Calling go version on my laptop prints:

$ go version
go version go1.5 darwin/amd64

Calling go version on the cluster prints:

$ go version
go version go1.3.3 linux/amd64

Below is a demonstrative test file that I wrote. It generates random slices of different lengths, compresses them, then decompresses them. It checks that no calls returns errors and also checks that the compressed and decompressed slices are the same:

package compress

import (
    "bytes"
    "compress/gzip"
    "math/rand"
    "testing"
)

func byteSliceEq(xs, ys []byte) bool {
    if len(xs) != len(ys) { return false }
    for i := range xs {
        if xs[i] != ys[i] { return false }
    }
    return true
}

func TestGzip(t *testing.T) {
    tests := []struct {
        n int
    }{
        { 1<<10 },
        { 1<<15 },
        { 1<<15 + 1 },
        { 1<<20 },

    }

    rand.Seed(0)

    for i := range tests {
        n := tests[i].n

        in, out := make([]byte, n), make([]byte, n)
        buf := &bytes.Buffer{}
        for i := range in { in[i] = byte(rand.Intn(256)) }

        writer := gzip.NewWriter(buf)
        _, err := writer.Write(in)
        if err != nil {
            t.Errorf("%d) n = %d: writer.Write() error: %s",
                i + 1, n, err.Error())
        }
        err = writer.Close()
        if err != nil {
            t.Errorf("%d) n = %d: writer.Close() error: %s",
                i + 1, n, err.Error())
        }

        reader, err := gzip.NewReader(buf)
        if err != nil {
            t.Errorf("%d) n = %d: gzip.NewReader error: %s",
                i + 1, n, err.Error())
        }
        reader.Read(out)
        err = reader.Close()
        if err != nil {
            t.Errorf("%d) n = %d: reader.Close() error: %s",
                i + 1, n, err.Error())
        }

        if !byteSliceEq(in, out) {
            idx := -1
            for i := range in {
                if in[i] != out[i] {
                    idx = i
                    break
                }
            }
            t.Errorf("%d) n = %d: in[%d] = %d, but out[%d] = %d",
                i + 1, n, idx, in[idx], idx, out[idx])
        }
    }
}

When I run this test, I get the following output:

$ go test --run "TestGzip"
--- FAIL: TestGzip (0.12s)
    gzip_test.go:77: 3) n = 32769: in[32768] = 78, but out[32768] = 0
    gzip_test.go:77: 4) n = 1048576: in[32768] = 229, but out[32768] = 0
FAIL
exit status 1

Does anyone know what is going on here? Am I misusing the package in some way? Let me know if I haven't given enough information.

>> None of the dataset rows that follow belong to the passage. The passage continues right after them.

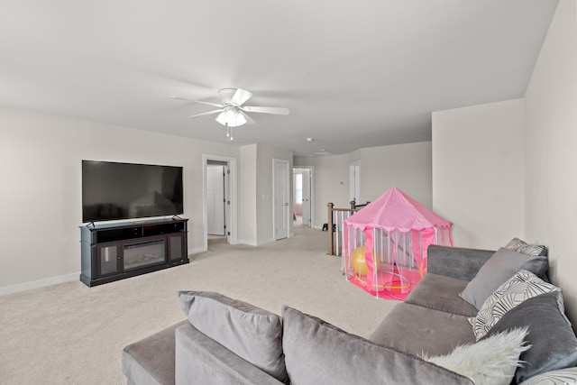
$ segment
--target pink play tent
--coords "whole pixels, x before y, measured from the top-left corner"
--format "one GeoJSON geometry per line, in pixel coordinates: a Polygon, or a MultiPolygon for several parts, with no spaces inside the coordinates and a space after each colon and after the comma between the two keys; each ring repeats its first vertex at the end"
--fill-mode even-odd
{"type": "Polygon", "coordinates": [[[429,244],[453,246],[451,222],[397,188],[343,223],[346,279],[379,298],[404,299],[426,273],[429,244]]]}

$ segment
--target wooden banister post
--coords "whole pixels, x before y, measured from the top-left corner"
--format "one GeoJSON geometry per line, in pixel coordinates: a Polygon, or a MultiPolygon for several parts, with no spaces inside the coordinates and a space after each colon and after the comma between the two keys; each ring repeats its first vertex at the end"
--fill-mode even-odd
{"type": "Polygon", "coordinates": [[[333,240],[333,206],[334,206],[333,202],[329,202],[326,204],[326,208],[328,212],[328,221],[327,221],[328,228],[326,230],[328,231],[328,254],[329,255],[334,255],[334,242],[333,240]]]}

The problem is in this line:

reader.Read(out)

There is no guarantee that Reader.Read() will read the whole out slice in one step.

gzip.Reader.Read() is to implement io.Reader.Read().
Quoting from its doc (the "general contract"):

Read(p []byte) (n int, err error)

Read reads up to len(p) bytes into p.

There is no guarantee that Reader.Read() will read until out is filled, it may stop at fewer bytes if the implementation wishes so (even if EOF is not reached). If you pass a "big" slice, this may easily happen if an internal cache of the implementation is exhausted. Read() returns the number of read bytes (and an error), you may use that to check if the full slice was read.

Or even better, instead you may use io.ReadFull() to make sure out is read fully:

if _, err = io.ReadFull(reader, out); err != nil {
    t.Errorf("Error reading full out slice:", err)
}

By applying this change, your test passes.